The latest shock came Friday, when Yemen’s Shiite Houthi rebels announced that they had taken over the country and dissolved the nation’s parliament, after earlier forcing the resignation of President Abed Rabbo Mansour Hadi and his cabinet. The rise of the rebels, who are widely believed to be backed by Iran, has thrown U.S. anti-terrorism efforts in Yemen into disarray and caused jitters in Saudi Arabia at a time when it is going through a transition following the death of King Abdullah bin Abdulaziz.

“This takeover of Yemen by the Iranian-supported Houthi militia is a very dangerous blow to our national security,” said House Foreign Affairs Committee Chairman Ed Royce, R-Calif. “Iran is consolidating its grip on the region, our embassy is on lockdown, and al Qaeda has more room to operate.

“The administration must come to grips with the increasingly destructive role Iran is playing in the region.”

That view is shared by an overwhelming majority of Republicans in Congress and many Democrats. It also received an endorsement Wednesday from an unexpected quarter: Ashton Carter, Obama’s nominee to replace Defense Secretary Chuck Hagel, who told the Senate Armed Services Committee, “I think that we have two immediate substantial dangers in the Middle East. One is [the Islamic State] and one is Iran.”

In response to written questions from the committee, Carter wrote: “Countering Iranian destabilizing activities must be an important priority. Regardless of the outcome of nuclear negotiations, I firmly believe that the United States must also counter these destabilizing regional activities, including Iran’s support to terrorists and militant groups.

“If confirmed, I would work to ensure the department is focused on these issues.”

Meanwhile, there’s growing concern about what concessions negotiators from the “P5+1” group — the United States, Britain, France, Germany, Russia and China — are offering to get a framework for a permanent agreement with Iran by their self-imposed March 24 deadline.

Supporters of new sanctions legislation pending in Congress have agreed to hold off on a vote until after the deadline to give negotiators time to work but are uneasy both about the failure to confront Iranian aggression and the direction in which the talks are going.

Secretary of State John Kerry emphasized the importance of meeting the deadline — the third such deadline in more than a year to replace an interim agreement that was supposed to last six months — when he met Friday with Iranian Foreign Minister Mohammad Javad Zarif in Munich.
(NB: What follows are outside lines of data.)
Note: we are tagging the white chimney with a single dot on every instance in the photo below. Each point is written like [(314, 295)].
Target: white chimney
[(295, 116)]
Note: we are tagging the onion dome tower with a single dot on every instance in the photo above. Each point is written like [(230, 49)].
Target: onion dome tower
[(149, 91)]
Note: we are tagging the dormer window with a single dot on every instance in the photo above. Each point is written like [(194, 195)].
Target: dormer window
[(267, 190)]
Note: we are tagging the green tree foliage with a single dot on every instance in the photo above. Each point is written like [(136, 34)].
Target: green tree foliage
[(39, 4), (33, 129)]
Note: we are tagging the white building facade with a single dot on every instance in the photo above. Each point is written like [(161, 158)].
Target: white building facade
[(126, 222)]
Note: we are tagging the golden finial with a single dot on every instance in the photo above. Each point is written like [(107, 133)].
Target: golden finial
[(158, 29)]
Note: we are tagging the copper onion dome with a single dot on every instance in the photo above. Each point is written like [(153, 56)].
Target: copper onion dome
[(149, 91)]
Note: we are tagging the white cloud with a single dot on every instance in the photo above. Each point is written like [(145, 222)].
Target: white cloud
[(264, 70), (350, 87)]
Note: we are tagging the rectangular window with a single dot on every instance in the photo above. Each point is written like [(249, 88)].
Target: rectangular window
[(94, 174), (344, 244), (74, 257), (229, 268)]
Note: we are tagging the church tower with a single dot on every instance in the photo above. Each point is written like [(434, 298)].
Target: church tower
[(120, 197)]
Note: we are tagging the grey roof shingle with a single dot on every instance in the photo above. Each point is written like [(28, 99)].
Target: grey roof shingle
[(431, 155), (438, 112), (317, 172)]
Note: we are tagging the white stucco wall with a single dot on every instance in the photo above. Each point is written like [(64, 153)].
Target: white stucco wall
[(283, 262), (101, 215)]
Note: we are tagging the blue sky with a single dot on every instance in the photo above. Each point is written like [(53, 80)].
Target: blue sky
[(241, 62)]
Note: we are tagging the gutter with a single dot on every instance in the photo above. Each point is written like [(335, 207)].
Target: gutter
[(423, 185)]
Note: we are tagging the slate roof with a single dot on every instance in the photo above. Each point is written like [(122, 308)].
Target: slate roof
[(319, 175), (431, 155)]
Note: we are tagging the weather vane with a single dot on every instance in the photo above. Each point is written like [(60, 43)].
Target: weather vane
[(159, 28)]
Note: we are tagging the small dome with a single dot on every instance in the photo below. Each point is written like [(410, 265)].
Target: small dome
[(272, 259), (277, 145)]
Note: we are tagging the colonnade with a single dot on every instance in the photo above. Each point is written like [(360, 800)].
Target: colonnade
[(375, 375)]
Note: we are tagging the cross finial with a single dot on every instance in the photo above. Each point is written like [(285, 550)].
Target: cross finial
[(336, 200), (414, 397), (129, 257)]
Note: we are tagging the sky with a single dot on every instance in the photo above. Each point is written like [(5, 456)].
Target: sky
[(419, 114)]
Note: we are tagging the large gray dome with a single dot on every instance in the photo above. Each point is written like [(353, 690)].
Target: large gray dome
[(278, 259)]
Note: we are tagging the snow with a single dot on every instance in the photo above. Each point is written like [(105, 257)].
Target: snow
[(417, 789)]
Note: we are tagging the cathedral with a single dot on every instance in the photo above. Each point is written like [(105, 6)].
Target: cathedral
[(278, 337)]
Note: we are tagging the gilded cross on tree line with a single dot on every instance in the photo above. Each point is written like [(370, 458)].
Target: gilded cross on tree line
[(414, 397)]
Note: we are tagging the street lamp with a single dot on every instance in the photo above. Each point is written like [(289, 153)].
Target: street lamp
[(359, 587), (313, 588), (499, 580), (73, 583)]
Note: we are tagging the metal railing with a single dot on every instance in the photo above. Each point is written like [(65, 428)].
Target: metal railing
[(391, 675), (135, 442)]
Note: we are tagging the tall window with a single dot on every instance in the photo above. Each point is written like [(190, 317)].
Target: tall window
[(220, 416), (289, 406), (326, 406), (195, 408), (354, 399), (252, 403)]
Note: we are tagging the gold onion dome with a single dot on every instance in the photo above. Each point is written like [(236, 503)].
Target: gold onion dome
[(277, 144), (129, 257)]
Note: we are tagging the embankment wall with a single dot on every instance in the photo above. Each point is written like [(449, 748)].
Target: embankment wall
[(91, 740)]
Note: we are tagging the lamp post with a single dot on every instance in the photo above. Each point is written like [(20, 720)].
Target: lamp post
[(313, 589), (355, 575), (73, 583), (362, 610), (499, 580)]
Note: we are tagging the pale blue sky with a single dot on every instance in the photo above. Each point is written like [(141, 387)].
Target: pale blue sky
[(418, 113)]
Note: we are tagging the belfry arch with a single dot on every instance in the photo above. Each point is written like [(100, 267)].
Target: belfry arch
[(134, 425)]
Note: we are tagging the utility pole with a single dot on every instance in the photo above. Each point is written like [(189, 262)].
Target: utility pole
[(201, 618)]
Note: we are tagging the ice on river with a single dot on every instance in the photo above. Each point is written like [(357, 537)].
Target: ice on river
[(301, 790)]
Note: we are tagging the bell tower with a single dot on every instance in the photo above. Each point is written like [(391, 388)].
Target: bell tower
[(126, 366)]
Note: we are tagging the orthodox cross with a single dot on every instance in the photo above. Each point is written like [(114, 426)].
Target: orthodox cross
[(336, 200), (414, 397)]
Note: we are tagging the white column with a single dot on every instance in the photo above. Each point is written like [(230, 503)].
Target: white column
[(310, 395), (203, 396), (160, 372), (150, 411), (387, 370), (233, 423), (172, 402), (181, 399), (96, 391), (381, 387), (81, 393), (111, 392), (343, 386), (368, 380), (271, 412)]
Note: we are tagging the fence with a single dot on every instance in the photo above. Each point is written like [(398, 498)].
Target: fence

The Associated Press reported that U.S. and Iranian negotiators are discussing a potential deal that would let Iran keep most of the nearly 10,000 centrifuges it uses to enrich uranium if they are reconfigured to reduce the amount they produce, while limiting the amount of uranium gas it keeps on hand. Iran also would commit to exporting much of the enriched uranium it produces, according to the report.

Though the compromises would restrict Iran’s ability to make a nuclear weapon, there’s a concern that they are easily reversible without being detected by international inspectors, which may make such a deal unacceptable to Congress.

“The administration’s reported nuclear concessions to Ayatollah Khamenei will only keep Iran at the threshold of getting nuclear bombs,” said Sen. Mark Kirk, R-Ill., co-author of the sanctions legislation. “A bad nuclear deal will further empower Iran and endanger the security of America, Israel and other allies in the Middle East.”

The direction in which the talks seem to be going also has alarmed many foreign policy experts.

“I am concerned … in the shift of the focus of negotiations from preventing Iran from having the capability of building a nuclear weapon to a negotiation which seeks to limit the use of that capability,” former Secretary of State Henry Kissinger told the Senate Armed Services Committee on Jan. 29, noting that concessions that allow Iran the capability to build weapons will encourage other nations in the region to seek the same things.

“What do the other countries in the region do, if the other countries in the region conclude that America has approved an enrichment capability?” Kissinger asked.

“I wish that this proliferation issue be carefully examined.”